I am trying to understand what is the right way to use aiohttp with Sanic.
From aiohttp documentation, I find the following:
Don’t create a session per request. Most likely you need a session per application which performs all requests altogether.
More complex cases may require a session per site, e.g. one for Github and another one for Facebook APIs. Anyway making a session for every request is a very bad idea.
A session contains a connection pool inside. Connection reuse and keep-alive (both are on by default) may speed up total performance.
And when I go to Sanic documentation I find an example like this:
This is an example:
from sanic import Sanic
from sanic.response import json
import asyncio
import aiohttp
app = Sanic(__name__)
sem = None
@app.route("/")
async def test(request):
"""
Download and serve example JSON
"""
url = "https://api.github.com/repos/channelcat/sanic"
async with aiohttp.ClientSession() as session:
async with sem, session.get(url) as response:
return await response.json()
app.run(host="0.0.0.0", port=8000, workers=2)
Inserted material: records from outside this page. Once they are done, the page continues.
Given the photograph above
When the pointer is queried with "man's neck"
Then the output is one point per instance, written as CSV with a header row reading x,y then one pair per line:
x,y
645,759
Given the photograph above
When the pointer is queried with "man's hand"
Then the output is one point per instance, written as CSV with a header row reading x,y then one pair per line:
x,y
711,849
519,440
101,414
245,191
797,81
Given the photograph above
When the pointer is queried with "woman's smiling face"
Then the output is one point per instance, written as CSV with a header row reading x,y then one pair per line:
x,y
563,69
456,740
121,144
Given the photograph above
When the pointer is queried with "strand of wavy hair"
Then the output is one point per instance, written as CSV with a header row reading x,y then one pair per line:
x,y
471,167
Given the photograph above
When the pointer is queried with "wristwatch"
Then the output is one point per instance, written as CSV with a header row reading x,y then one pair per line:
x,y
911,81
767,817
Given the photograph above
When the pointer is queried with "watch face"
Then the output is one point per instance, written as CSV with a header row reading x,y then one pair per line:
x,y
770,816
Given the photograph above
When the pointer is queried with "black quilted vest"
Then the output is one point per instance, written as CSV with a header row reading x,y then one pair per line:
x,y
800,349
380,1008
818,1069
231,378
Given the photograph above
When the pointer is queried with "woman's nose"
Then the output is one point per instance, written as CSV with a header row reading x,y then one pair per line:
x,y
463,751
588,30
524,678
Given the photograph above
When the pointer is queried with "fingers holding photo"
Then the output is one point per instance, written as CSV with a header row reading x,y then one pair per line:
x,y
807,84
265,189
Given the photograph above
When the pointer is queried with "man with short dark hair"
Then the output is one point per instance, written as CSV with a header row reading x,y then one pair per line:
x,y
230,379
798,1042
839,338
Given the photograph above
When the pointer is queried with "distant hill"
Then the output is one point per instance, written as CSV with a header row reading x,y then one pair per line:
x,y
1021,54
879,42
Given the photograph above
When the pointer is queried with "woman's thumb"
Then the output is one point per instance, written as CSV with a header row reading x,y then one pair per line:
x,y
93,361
Which is not the right way to manage an aiohttp session...
So what is the right way?
Should I init a session in the app and inject the session to all the methods in all layers?
The only issue I found is this but this doesn't help because I need to make my own classes to use the session, and not sanic.
Also found this in Sanic documentation, which says you shouldn't create a session outside of an eventloop.
I am a little confused :(
What is the right way to go?
In order to use a single aiohttp.ClientSession
we need to instantiate the session only once and use that specific instance in the rest of the application.
To achieve this we can use a before_server_start
listener which will allow us to create the instance before the app serves the first byte.
from sanic import Sanic
from sanic.response import json
import aiohttp
app = Sanic(__name__)
@app.listener('before_server_start')
def init(app, loop):
app.aiohttp_session = aiohttp.ClientSession(loop=loop)
@app.listener('after_server_stop')
def finish(app, loop):
loop.run_until_complete(app.session.close())
loop.close()
@app.route("/")
async def test(request):
"""
Download and serve example JSON
"""
url = "https://api.github.com/repos/channelcat/sanic"
async with app.aiohttp_session.get(url) as response:
return await response.json()
app.run(host="0.0.0.0", port=8000, workers=2)
Breakdown of the code:
- We are creating an
aiohttp.ClientSession
, passing as argument the loop that Sanic
apps create at the start, avoiding this pitfall in the process.
- We store that session in the Sanic
app
.
- Finally, we are using this session to make our requests.
That is essentially what I am doing.
I created a module (interactions.py
) that has, for example a function like this:
async def get(url, headers=None, **kwargs):
async with aiohttp.ClientSession() as session:
log.debug(f'Fetching {url}')
async with session.get(url, headers=headers, ssl=ssl) as response:
try:
return await response.json()
except Exception as e:
log.error(f'Unable to complete interaction: {e}')
return await response.text()
Then I just await
on that:
results = await interactions.get(url)
I am not sure why that is not the "right way". The session (at least for my needs) can be closed as soon as my request is done.